Phase one of Project Connect approved with final light rail design

The new Austin Light Rail final design has been approved.

In a tri-party meeting between CapMetro, Austin Transit Partnership and the City of Austin on Tuesday, phase one of Project Connect was approved, with initial plans for rail service to expand through downtown and central Austin

The adopted plan follows the updated and shrunken final design, which was announced in late May.

A map details phase one of Project Connect. (Courtesy of Austin Transit Partnership)

Phase one will include an initial line starting at 38th and Guadalupe streets and leading south to Oltorf Street and Congress Avenue. The line will split just south of Lady Bird Lake, with an eastward portion leading to a proposed park-and-ride station at Yellow Jacket Lane and Riverside Drive. 

Two priority extensions are planned as well, with one extending eastward to serve Austin-Bergstrom International Airport and a northward extension to Crestview Station. Both planned extensions will depend on available funding.
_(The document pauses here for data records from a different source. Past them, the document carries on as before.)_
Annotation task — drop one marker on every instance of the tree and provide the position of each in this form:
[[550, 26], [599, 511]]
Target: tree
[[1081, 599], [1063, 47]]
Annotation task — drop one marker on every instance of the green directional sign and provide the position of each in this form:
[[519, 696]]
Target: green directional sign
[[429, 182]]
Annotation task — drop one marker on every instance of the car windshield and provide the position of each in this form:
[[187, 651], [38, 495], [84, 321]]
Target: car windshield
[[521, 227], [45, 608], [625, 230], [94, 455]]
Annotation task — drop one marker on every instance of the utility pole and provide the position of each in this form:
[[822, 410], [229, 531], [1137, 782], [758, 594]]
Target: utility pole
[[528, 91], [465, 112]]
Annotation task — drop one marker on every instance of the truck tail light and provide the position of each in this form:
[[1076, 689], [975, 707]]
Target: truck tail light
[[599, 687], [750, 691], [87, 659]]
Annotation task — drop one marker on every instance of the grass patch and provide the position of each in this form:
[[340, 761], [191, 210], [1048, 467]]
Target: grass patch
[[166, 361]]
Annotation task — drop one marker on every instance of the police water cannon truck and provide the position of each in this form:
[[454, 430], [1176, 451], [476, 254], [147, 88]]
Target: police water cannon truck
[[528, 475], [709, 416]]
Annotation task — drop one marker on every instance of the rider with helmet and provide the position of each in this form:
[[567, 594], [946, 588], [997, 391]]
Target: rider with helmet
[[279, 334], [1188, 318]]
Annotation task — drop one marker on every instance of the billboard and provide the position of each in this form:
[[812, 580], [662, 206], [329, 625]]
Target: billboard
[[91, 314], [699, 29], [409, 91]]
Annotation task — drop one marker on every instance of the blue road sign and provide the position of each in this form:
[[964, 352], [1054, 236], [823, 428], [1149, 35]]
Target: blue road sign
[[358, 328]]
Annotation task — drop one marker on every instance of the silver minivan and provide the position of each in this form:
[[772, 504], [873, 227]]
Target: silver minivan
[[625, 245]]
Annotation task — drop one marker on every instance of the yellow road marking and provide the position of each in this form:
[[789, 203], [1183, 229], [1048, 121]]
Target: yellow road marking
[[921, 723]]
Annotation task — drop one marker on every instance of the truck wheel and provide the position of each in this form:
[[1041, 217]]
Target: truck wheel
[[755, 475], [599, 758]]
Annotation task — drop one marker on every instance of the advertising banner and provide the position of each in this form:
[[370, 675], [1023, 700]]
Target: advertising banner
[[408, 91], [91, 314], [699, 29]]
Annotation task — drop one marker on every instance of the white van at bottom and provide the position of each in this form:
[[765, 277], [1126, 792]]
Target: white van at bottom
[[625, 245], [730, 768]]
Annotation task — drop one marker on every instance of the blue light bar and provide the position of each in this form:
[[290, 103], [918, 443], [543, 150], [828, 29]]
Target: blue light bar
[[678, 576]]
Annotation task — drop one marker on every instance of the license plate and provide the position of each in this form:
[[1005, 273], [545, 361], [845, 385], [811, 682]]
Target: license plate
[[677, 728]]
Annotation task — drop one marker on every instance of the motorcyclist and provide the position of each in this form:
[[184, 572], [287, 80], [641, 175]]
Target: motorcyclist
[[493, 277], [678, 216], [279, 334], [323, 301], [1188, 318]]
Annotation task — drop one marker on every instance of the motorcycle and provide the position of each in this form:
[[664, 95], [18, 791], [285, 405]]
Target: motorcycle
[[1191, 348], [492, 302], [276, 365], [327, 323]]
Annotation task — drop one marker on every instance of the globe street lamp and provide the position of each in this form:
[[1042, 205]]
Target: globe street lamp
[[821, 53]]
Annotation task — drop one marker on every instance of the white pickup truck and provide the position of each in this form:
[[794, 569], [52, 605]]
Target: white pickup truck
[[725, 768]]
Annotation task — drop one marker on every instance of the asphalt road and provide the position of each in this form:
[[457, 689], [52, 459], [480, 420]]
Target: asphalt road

"It's a system that connects jobs, it connects destinations, and it connects to affordability, and it connects Austin to each other," said Greg Cannally, executive director at Austin Transit Partnership, in an interview with FOX 7 Austin in May. "It's a light rail system that Austin's been talking about for years."

Voters enthusiastically approved initial plans for Project Connect alongside a $7.1 billion proposed property tax increase to fund the project in 2020, but plans have since changed. Citing high costs, Austin Transit Partnership announced a reduced plan for the light rail system earlier this year after considering five different options in March.

This reduced plan scrapped initial talks of a downtown subway route and decreased the overall length of the original plan by nearly half. Downtown routes, included in the first phase approved Tuesday, will now be above-ground and run adjacent to street traffic. 

Costs for the first phase have been estimated by Austin Transit Partnership to total $4.5 to 4.8 billion.

"We will have coverage in all three directions that lay the foundation for future extensions to the North, South, and East," said Lindsay Wood, executive Vice President at Austin Transit Partnership, in a CapMetro board meeting on Friday

A map depicts phase one of Project Connect and various BIPOC and low-income communities that it will service. (Courtesy of Austin Transit Partnership)

Rail coverage under the plan will prioritize central and downtown Austin, targeting areas of high population and job density. The plan, according to Austin Transit Partnership, will also serve many BIPOC communities and lower income areas.

Phase one will provide more efficient transit connections between populated areas and centers for commerce, health and education. Wood said. "This will maximize the accessibility and the visibility of the system to create… a system that people will use and want more of."